The "highway" that carries information through the entire transformer: the vector that gets iteratively modified by attention and MLP blocks via residual connections


The "highway" that carries information through the entire transformer: the vector that gets iteratively modified by attention and MLP blocks via residual connections

Each layer reads from the stream, computes a delta (attention or MLP), and writes back: stream = stream + attention(stream) then stream = stream + MLP(stream)

Dimension: typically 768 (GPT-2) to 12288 (GPT-3). Fixed width from embedding matrix input to LM head output.
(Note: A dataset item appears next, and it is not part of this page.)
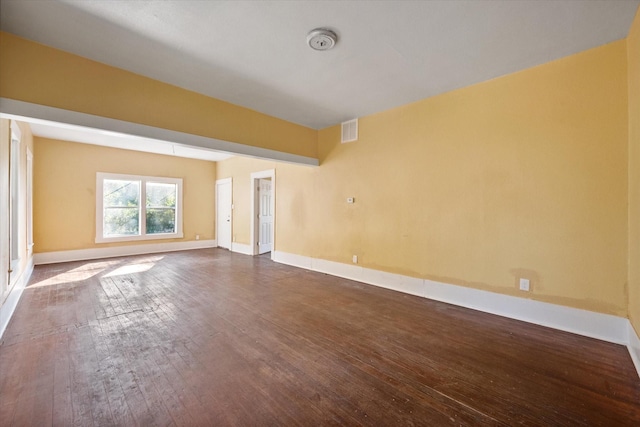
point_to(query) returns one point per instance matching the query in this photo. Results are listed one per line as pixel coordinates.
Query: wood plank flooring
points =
(209, 337)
The final hidden state (aka last hidden state) = the residual stream vector after all N layers, before the LM head. This is the vector that gets multiplied by the embedding matrix transposed to produce logits

Path dependency: once the model starts generating in a direction, each token becomes context that shifts the stream further along that trajectory. Wrong tokens push into unfamiliar territory — an attractor that's hard to escape. This is how exposure bias manifests mechanistically.

The residual stream IS the latent space trajectory — each layer moves the vector to a new point in this high-dimensional space.

Why it matters for mechanistic interpretability: every layer's contribution is an additive delta — you can read off what each attention head or MLP layer added. Induction heads are the proof: their pattern-copying deltas are identifiable in the stream.